Panel 3: Schema Design With Document-Oriented Databases
While the panel itself was not superbly moderated (Durran seemed emotionless which is not what I expected in the least), the content was solid and the panelists well spoken, diverse, and on point. At this stage of the NoSQL movement, definitions are so important hence having the distinction made right off the bat differentiating document and key value stores was helpful; even if the panelists were not in complete accord. The short of it, Riak, Mongo, and CouchDB approach storage slightly differently, each with pros and cons, each with their own way of accomplishing common tasks. I especially loved the comments about using the right tool for the job (in response to a question about building an inverted index off a document-oriented database).

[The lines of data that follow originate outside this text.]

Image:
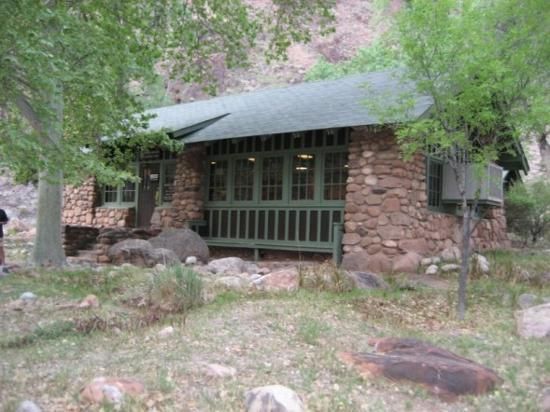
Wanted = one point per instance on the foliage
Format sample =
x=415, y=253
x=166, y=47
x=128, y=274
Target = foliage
x=326, y=277
x=375, y=57
x=176, y=289
x=528, y=209
x=89, y=53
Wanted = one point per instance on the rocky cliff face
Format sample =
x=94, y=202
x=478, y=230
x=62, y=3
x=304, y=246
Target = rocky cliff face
x=358, y=22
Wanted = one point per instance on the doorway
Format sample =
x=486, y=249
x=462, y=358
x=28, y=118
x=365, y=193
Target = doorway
x=149, y=186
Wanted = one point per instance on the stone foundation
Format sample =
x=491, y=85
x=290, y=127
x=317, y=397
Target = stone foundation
x=188, y=198
x=386, y=212
x=81, y=208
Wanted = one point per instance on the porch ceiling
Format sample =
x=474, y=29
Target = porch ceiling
x=307, y=106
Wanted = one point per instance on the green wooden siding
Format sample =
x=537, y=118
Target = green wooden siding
x=282, y=192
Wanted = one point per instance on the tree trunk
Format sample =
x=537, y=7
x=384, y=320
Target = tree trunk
x=465, y=260
x=48, y=247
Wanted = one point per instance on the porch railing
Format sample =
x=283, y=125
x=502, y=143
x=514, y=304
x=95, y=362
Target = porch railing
x=308, y=229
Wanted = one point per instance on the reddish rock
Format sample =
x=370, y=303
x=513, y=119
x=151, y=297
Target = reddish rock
x=441, y=372
x=280, y=280
x=407, y=263
x=94, y=392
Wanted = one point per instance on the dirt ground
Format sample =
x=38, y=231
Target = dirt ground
x=289, y=339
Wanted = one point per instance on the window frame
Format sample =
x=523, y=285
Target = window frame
x=310, y=142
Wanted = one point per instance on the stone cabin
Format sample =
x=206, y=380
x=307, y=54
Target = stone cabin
x=302, y=168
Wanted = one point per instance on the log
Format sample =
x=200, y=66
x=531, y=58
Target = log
x=441, y=372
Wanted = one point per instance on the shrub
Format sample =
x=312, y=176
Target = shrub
x=528, y=210
x=176, y=289
x=325, y=277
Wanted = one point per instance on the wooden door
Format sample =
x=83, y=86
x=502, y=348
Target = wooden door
x=148, y=192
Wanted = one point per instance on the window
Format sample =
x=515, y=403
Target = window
x=336, y=173
x=124, y=194
x=434, y=182
x=128, y=192
x=218, y=180
x=272, y=178
x=303, y=176
x=243, y=187
x=110, y=194
x=169, y=175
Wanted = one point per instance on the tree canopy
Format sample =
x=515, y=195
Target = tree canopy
x=67, y=69
x=88, y=52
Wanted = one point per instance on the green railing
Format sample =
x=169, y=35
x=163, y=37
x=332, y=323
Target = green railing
x=305, y=228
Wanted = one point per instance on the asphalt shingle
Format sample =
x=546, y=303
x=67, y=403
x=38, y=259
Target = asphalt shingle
x=307, y=106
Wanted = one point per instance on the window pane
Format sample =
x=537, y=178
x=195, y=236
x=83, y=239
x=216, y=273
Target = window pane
x=217, y=190
x=336, y=173
x=272, y=178
x=128, y=192
x=110, y=194
x=303, y=177
x=244, y=179
x=168, y=184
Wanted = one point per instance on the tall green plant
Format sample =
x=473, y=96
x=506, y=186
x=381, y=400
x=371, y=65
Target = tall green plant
x=485, y=65
x=66, y=68
x=528, y=210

Panel 4: The Evolution of the Graph Data Structure from Research to Production
While modeling data in graph form is incredibly intuitive and natural, the storage end of the equation still feels academic. The panel title suggested the focus would be on real world implementations. Unfortunately, the moderator and panelists focused elsewhere. No question about it though, this is certainly a space to watch in the coming years.
My Guess What The Landscape Will Look Like 12-18 Months Out
- Cassandra is poised to be the front runner in the distributed column storage space (with Hbase at a close second). Maybe it's the big name companies adopting it (Facebook, Twitter, Digg, Reddit, Rackspace) but it seems to be grabbing the most attention right now. Lots of activity both on the core code base and, as important if not more in terms of adoption, the tooling around it; lots of open source libraries being released into the wild. I would not be surprised to see Rackspace offer Cassandra as a service. It seems like a good fit and opportunity for them. If not Rackspace, then a 3rd party altogether in the same vein as MongoHQ and Cloudant offering Mongo and CouchDB services respectively.

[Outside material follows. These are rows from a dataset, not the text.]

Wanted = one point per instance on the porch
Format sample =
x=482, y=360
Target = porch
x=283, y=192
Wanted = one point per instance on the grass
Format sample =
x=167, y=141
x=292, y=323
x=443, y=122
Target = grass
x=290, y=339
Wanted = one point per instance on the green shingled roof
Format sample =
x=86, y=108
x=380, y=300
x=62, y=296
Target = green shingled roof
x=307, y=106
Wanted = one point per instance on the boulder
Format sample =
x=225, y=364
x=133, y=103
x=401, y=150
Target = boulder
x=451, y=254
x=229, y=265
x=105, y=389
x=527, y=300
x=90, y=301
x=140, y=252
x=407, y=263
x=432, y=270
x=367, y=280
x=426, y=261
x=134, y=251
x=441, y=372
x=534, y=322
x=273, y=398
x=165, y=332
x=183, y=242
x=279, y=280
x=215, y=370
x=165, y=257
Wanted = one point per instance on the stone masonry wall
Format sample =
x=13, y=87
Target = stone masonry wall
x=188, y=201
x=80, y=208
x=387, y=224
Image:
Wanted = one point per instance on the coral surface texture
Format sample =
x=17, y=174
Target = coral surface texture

- Mongo is maturing very rapidly. 10gen is doing a fantastic job advocating. The Ruby community is embracing it wholeheartedly. I would not be surprised to see it become the forerunner in the document-oriented database world if it isn't already.
- 2010 will be a very good year for document-oriented databases. The technology is mature today and will only get better. Installation and adoption costs are minimal as compared with other NoSQL stores. Hosted services are emerging (Cloudant, MongoHQ) lowering the barrier to entry as well.
- Debate aside, I suspect we will see numerous ORMs surface around a lot of these stores. The Hashrocket guys showcased MongoDoc which has an ActiveRecord feel. I'm sure we'll see at least one for Cassandra open sourced from Digg or the like.